What has a been the form of your efforts?

  • In addition to what I wrote in response to the previous question (training, accompaniment, writing, speaking, civil disobedience) through the SOAW, as part of a veteran effort I lobbied with other vets; debated the Commandant of SOA/Whinsec, COL Downey at a university; appeared on talk radio; and spoke at universities. In a bit of theatre, I walked the 30 miles to prison to do my 3 months with another SOAW line-crosser.

What have been the most effective and least effective?

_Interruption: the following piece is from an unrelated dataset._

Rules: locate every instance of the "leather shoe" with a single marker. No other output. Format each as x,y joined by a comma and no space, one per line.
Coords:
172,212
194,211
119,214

  • The short film, The New Patriots, seemed to be fairly effective in mobilizing others to get involved. On personally going to prison ... while it was effective in getting the word out among those close to me, mobilizing the local community, and reviving hope in many people, it was not the breakthrough that I was hoping for. As a movement, the strategy of civil disobedience and prison time, has been effective at reviving and inspiring the movement. Walking to prison was especially effective in both mobilizing people and getting press.
  • Least effective - hard to say, all of the things that I have listed above have their part to play. I do not think the training that I did in Colombia was especially effective because I did not have the ability to do follow up. A member of my team went down 6 months later and did trainings throughout the country, but a sustained effort was needed.

How have these efforts impacted US militarization in Latin America?

  • I think in drawing attention to the SOA - to its connection to human rights abusers in Latin America and to the material that was taught there - along with all of the solidarity movements in the eighties and nineties has probably had some minor impact on the US militarization in Latin America. They have continued to keep the issue of torture and human rights violations in Latin America on the agenda of the US Congress, and so Congress has had to give at least lip service to human rights in L.A. It is hard to tell how much of an impact it has had because one never knows what the situation would be like if the pressure hadn't been there for the last twenty years.

How have these efforts changed you?

  • Experiencing the effects of US militarization while I lived in Latin America has had life altering effects on me - it basically determined my life for the past 19 years - accompanying those from Latin America, teaching ethics, facilitating and experimenting with nonviolence, going to prison, etc.
  • Being part of the SOAW Movement allowed me, specifically, to put into practice the theories of nonviolence that I was studying and allowed me the opportunity to step into a leadership role. I grew in my understanding of peacekeeping, civil disobedience, networking, and prison work and I also grew in my ability to articulate for myself and others both in writing and in speaking complex and nuanced arguments. I learned what it was to accompany a friend and to try to act as a bridge between competing ideologies.